Bitcoin doesn't use RSA and there is no encryption or cryptography that hides transaction details. Bitcoin is pseudonymous, not anonymous. There are unique identifers for every participant in Bitcoin, the somewhat hard part is tying those identifiers to actual people. So there is no RSA, number theory, or ECC involved in what the IRS is doing because none of that is involved in the details they are concerned about.
What observers like the IRS can do is follow transactions and see how money changes hands from some identifers to others. Some identifiers may be known, such as exchanges and other large services. Most are not and likely to be individuals. Using various software tools, you can try to work out how money is changing hands, but it is error prone, can have a lot of false positives, and is actively being counteracted with things like CoinJoins.

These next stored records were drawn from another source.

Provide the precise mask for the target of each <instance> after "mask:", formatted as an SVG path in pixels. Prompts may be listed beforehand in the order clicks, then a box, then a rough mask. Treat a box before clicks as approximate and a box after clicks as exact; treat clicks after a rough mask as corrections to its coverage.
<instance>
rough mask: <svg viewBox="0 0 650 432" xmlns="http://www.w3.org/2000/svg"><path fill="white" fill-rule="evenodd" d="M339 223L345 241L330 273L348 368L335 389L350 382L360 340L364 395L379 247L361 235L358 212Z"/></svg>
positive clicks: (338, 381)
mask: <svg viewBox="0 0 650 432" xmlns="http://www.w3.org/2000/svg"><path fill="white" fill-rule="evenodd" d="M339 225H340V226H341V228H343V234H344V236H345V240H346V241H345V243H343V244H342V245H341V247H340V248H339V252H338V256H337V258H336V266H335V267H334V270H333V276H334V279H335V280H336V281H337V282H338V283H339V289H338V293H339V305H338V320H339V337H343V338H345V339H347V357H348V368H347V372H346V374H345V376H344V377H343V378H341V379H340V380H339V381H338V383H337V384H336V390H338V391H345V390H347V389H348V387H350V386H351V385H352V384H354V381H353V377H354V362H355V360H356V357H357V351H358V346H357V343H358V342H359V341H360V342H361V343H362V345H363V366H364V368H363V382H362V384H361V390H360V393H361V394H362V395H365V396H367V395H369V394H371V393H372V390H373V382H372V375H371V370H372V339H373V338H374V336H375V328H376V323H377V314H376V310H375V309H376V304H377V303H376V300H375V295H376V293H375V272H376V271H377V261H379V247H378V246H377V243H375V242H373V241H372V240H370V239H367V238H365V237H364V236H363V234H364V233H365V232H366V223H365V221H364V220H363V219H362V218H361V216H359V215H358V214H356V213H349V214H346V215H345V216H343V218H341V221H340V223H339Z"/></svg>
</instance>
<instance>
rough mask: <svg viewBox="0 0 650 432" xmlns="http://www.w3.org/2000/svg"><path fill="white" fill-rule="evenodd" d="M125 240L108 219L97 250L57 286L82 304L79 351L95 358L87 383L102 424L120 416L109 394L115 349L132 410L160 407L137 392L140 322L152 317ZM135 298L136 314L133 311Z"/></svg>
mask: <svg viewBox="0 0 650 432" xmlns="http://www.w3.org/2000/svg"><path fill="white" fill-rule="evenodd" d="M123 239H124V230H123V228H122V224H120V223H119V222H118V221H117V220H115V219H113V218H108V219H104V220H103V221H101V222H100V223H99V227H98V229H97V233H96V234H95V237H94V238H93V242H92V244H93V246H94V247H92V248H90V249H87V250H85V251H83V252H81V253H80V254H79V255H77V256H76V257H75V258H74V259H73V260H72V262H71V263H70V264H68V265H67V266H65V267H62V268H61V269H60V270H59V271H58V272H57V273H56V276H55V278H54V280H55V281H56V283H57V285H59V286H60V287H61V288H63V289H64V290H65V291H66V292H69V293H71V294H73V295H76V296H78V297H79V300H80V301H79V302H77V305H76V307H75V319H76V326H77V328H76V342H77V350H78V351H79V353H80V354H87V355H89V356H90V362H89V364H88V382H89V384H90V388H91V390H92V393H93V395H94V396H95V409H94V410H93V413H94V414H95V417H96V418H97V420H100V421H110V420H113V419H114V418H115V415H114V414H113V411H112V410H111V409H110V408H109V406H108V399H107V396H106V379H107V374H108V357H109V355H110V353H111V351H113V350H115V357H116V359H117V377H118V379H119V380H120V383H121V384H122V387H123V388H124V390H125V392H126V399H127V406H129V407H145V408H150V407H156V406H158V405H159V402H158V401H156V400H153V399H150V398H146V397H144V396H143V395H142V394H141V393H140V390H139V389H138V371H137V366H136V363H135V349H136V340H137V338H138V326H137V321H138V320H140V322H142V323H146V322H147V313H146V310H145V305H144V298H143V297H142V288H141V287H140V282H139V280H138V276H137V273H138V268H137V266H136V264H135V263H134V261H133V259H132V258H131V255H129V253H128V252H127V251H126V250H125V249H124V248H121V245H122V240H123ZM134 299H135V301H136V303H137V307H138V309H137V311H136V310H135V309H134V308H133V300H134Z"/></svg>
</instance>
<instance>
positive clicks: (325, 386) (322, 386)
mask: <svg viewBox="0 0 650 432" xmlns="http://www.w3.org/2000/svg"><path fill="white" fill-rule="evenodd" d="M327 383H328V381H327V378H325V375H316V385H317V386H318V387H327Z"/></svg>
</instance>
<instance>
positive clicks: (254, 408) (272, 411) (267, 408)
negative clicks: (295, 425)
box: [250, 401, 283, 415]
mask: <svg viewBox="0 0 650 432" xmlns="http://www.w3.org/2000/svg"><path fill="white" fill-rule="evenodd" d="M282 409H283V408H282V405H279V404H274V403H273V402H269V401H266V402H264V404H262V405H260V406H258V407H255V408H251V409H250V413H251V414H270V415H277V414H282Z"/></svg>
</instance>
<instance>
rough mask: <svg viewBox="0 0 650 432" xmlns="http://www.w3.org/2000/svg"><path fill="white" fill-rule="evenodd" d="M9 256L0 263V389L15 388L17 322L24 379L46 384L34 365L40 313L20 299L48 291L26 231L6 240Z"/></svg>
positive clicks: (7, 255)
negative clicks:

But the IRS probably isn't following those transactions. They are doing something much easier: subpoena the exchanges for customer information. By law, exchanges need to gather identifying information about their customers. This includes things like Social Security Number, passport numbers, driver's license numbers, etc. They have to store all of these personally identifying information and they are all tied to user accounts. Additionally, all of these user accounts have trade and transaction history tied to them as well.
So the IRS is basically just asking (or compelling) exchanges to hand over all of this information about their users and comparing the numbers that were filed in their tax returns to the numbers that they calculate based upon the trade and transaction data that they have gotten from the exchanges. No cryptography, machine learning, or even programming involved whatsoever.